During this era it was customary for the funeral director to bring the casket to the home, help in casketing the body, and provide a hearse to transport the remains from the home to the grave. He also provided extra carriages as needed by the mourners. Services were held in the home, with committal services at the grave. Embalming first began to be used during the Civil War and began in the Brainerd area in the early 1900s. At that time, the funeral director would usually do the embalming in the home.
In 1916-18 George Berggreen at 614 Maple Street was listed as an undertaker. His first place of business was at 714-16 Laurel Street.
During the period 1920-27, only Whitney and McNamara are listed as undertakers in Brainerd.
In 1924, after D. M. Clark retired, B. C. McNamara took over the undertaking business and renamed it the McNamara Funeral Home. During this time embalming was used regularly and the body began to be removed from the home, taken to the funeral home for the embalming, and many times it was returned to the home for the visitation.
Between 1931-34, the undertakers in Brainerd were McNamara, Whitney, and Hector Hoenig, who was located at 218 South 7th Street. Hector Hoenig later purchased the McNamara Funeral Home and thus the name became the Hoenig Funeral Home. By 1940, the custom of viewing bodies and holding services in a private home had almost completely transferred to the funeral home and the funeral home now was being used for all the aspects of the funeral service.
In 1935 Gerry Halvorson opened his funeral home and in about 1957 D. W. Johnson joined Halvorson, forming the Halvorson-Johnson Funeral Home.

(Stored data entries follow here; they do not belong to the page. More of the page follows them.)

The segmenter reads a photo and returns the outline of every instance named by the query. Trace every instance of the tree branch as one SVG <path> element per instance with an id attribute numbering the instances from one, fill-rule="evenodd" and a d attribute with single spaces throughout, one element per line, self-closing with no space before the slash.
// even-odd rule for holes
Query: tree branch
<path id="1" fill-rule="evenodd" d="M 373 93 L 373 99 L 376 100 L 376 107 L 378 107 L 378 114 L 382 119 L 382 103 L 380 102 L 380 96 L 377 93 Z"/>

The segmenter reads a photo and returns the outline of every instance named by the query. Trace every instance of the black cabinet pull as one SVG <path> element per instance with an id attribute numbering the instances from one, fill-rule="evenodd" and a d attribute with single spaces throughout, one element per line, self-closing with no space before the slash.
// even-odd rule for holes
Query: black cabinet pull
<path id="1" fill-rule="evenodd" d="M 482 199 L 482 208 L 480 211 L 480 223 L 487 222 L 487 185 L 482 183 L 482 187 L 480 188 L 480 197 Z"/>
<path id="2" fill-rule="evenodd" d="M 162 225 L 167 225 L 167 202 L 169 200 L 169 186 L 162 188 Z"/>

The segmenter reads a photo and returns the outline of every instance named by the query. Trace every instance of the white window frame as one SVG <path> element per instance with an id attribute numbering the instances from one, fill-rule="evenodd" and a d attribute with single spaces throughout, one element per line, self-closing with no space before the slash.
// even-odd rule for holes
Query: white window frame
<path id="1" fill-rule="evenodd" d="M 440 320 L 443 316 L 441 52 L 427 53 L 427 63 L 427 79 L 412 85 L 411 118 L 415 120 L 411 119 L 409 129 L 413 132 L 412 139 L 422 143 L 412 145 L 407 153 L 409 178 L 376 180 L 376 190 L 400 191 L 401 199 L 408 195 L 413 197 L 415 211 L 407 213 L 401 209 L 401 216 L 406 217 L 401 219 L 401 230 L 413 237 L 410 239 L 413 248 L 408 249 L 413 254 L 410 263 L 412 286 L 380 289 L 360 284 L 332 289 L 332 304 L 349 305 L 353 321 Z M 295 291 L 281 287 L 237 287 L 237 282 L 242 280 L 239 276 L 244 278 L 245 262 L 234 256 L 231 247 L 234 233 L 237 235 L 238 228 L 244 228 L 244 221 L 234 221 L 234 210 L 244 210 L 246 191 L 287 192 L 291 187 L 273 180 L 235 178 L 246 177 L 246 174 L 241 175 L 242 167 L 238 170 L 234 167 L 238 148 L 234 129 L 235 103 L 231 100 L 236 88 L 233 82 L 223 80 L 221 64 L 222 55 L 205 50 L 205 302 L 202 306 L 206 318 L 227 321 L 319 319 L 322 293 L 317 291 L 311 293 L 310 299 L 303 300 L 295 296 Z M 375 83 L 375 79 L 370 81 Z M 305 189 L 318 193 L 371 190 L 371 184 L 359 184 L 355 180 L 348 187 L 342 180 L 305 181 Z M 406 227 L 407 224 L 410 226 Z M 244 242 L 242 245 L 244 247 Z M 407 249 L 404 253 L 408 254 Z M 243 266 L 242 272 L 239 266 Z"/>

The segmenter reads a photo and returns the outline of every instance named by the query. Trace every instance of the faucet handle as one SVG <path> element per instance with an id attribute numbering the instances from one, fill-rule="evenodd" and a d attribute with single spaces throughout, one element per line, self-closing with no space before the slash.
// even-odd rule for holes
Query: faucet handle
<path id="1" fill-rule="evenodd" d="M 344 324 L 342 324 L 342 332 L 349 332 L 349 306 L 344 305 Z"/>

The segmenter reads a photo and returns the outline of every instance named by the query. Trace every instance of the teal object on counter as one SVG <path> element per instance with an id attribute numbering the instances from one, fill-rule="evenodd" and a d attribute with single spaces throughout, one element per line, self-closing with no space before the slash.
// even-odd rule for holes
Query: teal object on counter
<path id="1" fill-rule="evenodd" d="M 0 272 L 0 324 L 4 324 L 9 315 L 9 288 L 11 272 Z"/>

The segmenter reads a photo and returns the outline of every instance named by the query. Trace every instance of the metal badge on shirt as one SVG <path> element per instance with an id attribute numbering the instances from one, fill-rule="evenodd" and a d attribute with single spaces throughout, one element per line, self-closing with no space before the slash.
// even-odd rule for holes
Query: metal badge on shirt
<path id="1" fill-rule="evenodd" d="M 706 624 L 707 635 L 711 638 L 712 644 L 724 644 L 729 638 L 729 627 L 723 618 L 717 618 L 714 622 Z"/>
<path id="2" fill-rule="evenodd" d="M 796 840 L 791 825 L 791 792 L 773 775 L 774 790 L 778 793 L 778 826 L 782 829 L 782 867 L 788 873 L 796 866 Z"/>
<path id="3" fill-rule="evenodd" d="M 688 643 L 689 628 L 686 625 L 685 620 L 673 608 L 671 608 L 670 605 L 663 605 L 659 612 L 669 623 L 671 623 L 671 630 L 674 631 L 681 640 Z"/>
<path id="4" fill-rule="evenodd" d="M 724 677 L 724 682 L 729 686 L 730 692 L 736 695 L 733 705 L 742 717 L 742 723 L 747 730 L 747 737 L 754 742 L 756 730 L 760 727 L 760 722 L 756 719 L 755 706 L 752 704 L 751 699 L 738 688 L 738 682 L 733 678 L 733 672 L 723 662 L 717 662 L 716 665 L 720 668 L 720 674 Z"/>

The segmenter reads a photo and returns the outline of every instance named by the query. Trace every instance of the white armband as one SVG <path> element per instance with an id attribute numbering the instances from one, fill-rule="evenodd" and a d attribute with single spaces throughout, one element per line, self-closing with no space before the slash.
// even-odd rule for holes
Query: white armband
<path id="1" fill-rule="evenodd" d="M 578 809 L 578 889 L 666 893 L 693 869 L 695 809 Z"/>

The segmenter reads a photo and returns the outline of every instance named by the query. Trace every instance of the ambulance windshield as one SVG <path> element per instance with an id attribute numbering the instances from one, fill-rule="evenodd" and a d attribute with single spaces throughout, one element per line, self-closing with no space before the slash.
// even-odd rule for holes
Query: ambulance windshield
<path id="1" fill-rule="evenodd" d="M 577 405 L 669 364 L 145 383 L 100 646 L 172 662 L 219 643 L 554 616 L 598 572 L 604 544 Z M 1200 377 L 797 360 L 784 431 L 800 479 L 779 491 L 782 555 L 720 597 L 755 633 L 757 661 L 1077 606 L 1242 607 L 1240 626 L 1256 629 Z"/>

In 1954, John Nelson purchased the Whitney Funeral Home at 720 Front Street and in 1956, Thomas Doran purchased the Hoenig Funeral Home at 502 Front Street. In 1960, the Nelson Funeral Chapel and the Doran Funeral Chapel merged to create the Nelson-Doran Funeral Home and built their facility at its current location on the east side of Brainerd.
Since 1960, Nelson-Doran and Halvorson-Johnson have been the only two funeral homes in operation in the City of Brainerd.
[Adapted from History of Nelson-Doran Funeral Home on file in the Research Library.]